A Page from Our Book
Page 99 – National Popular Vote
Having studied this book, and realizing that the most important function of the Electors was to nominate outstanding potential candidates rather than to rubber-stamp the results of a popular vote, the reader should readily see that the following plan is a another step in the wrong direction. This popular movement to bypass the Electoral College will not result in electing better presidents.
From their official website www.nationalpopularvote.com:
The National Popular Vote bill would reform the Electoral College by guaranteeing the Presidency to the presidential candidate who receives the most popular votes in all 50 states (and the District of Columbia). The bill would enact the proposed interstate compact entitled the “Agreement Among the States to Elect the President by National Popular Vote.” The compact would take effect only when enacted, in identical form, by states possessing a majority of the membership of the Electoral College (that is 270 of the 538 electoral votes). Under the compact, all of the members of the Electoral College from all states belonging to the compact would be from the same political party as the winner of nationwide popular vote. Thus, the presidential candidate who receives the most popular votes in all 50 states (and the District of Columbia) will be guaranteed a majority of the Electoral College, and hence the Presidency. …the compact has the additional benefit of eliminating the possibility that a presidential election might be thrown into the U.S. House of Representatives (with each state casting one vote).
All 50 states and the District of Columbia have introduced bills to modify the election process. The goal is to circumvent any remaining functionality of the Electoral College and elect the President directly without amending the Constitution. The method is to force the Electoral College to reflect the national popular vote.
As of February 2013:
Eight states and the District of Columbia have enacted the National Popular Vote agreement. Their electoral votes total 132.
The states are:
Vermont (3), California (55), Hawaii (4), Illinois (20), Maryland (10), Massachusetts (11), New Jersey (14), and Washington (12)

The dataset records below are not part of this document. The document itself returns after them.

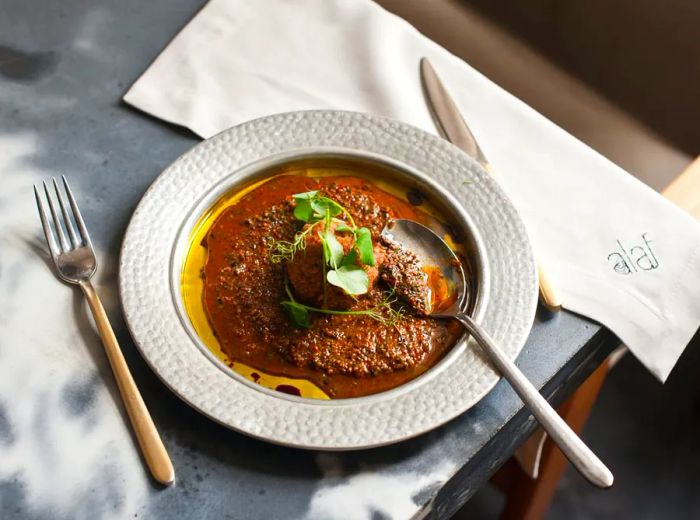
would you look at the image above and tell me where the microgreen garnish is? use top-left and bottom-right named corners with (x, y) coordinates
top-left (322, 226), bottom-right (344, 270)
top-left (326, 265), bottom-right (369, 295)
top-left (266, 190), bottom-right (400, 327)
top-left (265, 224), bottom-right (316, 264)
top-left (281, 278), bottom-right (404, 328)
top-left (354, 227), bottom-right (375, 266)
top-left (268, 190), bottom-right (376, 296)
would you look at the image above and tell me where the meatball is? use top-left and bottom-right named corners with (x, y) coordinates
top-left (378, 236), bottom-right (431, 315)
top-left (287, 221), bottom-right (383, 309)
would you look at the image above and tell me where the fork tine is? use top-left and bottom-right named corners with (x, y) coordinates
top-left (43, 180), bottom-right (69, 252)
top-left (34, 185), bottom-right (61, 259)
top-left (52, 177), bottom-right (80, 248)
top-left (61, 175), bottom-right (92, 247)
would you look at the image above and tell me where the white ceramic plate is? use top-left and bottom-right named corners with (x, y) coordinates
top-left (119, 110), bottom-right (538, 450)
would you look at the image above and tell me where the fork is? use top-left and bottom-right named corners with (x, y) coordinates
top-left (34, 176), bottom-right (174, 486)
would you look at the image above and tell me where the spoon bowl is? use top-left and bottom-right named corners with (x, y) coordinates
top-left (381, 218), bottom-right (467, 315)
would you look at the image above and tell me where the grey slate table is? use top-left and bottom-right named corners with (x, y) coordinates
top-left (0, 1), bottom-right (618, 518)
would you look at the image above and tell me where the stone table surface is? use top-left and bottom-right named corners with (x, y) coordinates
top-left (0, 0), bottom-right (618, 518)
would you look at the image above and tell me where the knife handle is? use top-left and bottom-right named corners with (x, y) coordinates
top-left (537, 262), bottom-right (562, 312)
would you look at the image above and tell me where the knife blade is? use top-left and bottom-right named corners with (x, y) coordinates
top-left (420, 58), bottom-right (490, 170)
top-left (420, 57), bottom-right (562, 312)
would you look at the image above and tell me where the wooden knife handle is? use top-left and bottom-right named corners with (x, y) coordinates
top-left (537, 262), bottom-right (562, 312)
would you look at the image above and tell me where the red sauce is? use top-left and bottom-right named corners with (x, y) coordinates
top-left (201, 175), bottom-right (462, 398)
top-left (425, 265), bottom-right (457, 313)
top-left (275, 384), bottom-right (302, 396)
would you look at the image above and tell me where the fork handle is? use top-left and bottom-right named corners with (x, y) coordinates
top-left (80, 280), bottom-right (174, 486)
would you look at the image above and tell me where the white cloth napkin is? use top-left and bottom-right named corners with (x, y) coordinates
top-left (124, 0), bottom-right (700, 382)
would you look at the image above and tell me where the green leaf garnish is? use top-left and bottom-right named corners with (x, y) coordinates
top-left (293, 190), bottom-right (319, 201)
top-left (354, 227), bottom-right (375, 266)
top-left (311, 197), bottom-right (343, 219)
top-left (340, 248), bottom-right (358, 267)
top-left (281, 300), bottom-right (311, 328)
top-left (293, 199), bottom-right (314, 222)
top-left (292, 191), bottom-right (321, 222)
top-left (327, 265), bottom-right (369, 295)
top-left (321, 227), bottom-right (344, 269)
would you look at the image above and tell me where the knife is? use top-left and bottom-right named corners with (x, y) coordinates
top-left (420, 57), bottom-right (562, 312)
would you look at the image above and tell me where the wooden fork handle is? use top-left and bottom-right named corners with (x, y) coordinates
top-left (80, 280), bottom-right (175, 486)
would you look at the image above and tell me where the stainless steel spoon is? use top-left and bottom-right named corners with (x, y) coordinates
top-left (381, 219), bottom-right (613, 488)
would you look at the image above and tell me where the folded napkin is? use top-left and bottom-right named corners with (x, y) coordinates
top-left (124, 0), bottom-right (700, 382)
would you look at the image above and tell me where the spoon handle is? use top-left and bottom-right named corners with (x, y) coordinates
top-left (453, 312), bottom-right (614, 488)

In our discussions with people concerning The National Popular Vote compact (NPV), we see some enthusiastically predicting it will restore “fairness” to the U.S. presidential elections while others say that it will be a disaster to the political future and well-being of the less populous states. Our opinion is that neither of these positions is accurate.
NPV is the last step in the evolutionary march from a complex constitutional representative republic that promotes freedom, to a simple republic that promotes democracy under political party control.
The Electoral College has already been reduced from the nomination process for statesmen to a statistical representation of the outcome of each state’s popular vote for president. To make it reflect the outcome of the nation’s popular vote instead—is no big deal.
We ask ourselves: “What is the outcome if NPV is defeated?” Our answer, we travel no further down the wrong road—the road leading away from the intelligent design of the Framers. This however does not reverse the evolution, abuse, and destruction of the Framers’ plan that has already taken place. In order to reestablish freedom, there must be a return to the founding principles of the nation.
On the other hand, the worst consequence of implementing NPV would be that without the threat of a potential exception to the President always being elected by strict popular vote, no longer would people ask the question, “Why did the Framers establish the Electoral College?” Therefore the original Electoral College would become no more than a relic of an ingenious political system designed to establish and maintain freedom—lost in history.
Whether NPV passes or not, does nothing to release the stranglehold that the political parties have on elections and every other aspect of government operations. The candidates will still be political party pawns. As long as we have to choose between the lesser of two evils, the purposes and benefits of the original Electoral College will always remain hidden.
In this book we have shown the evolution and destruction of the Framers ingenious plan to elect the best Presidents. The National Popular Vote compact (NPV) could be considered the coup de grâce to a system that is all but gone.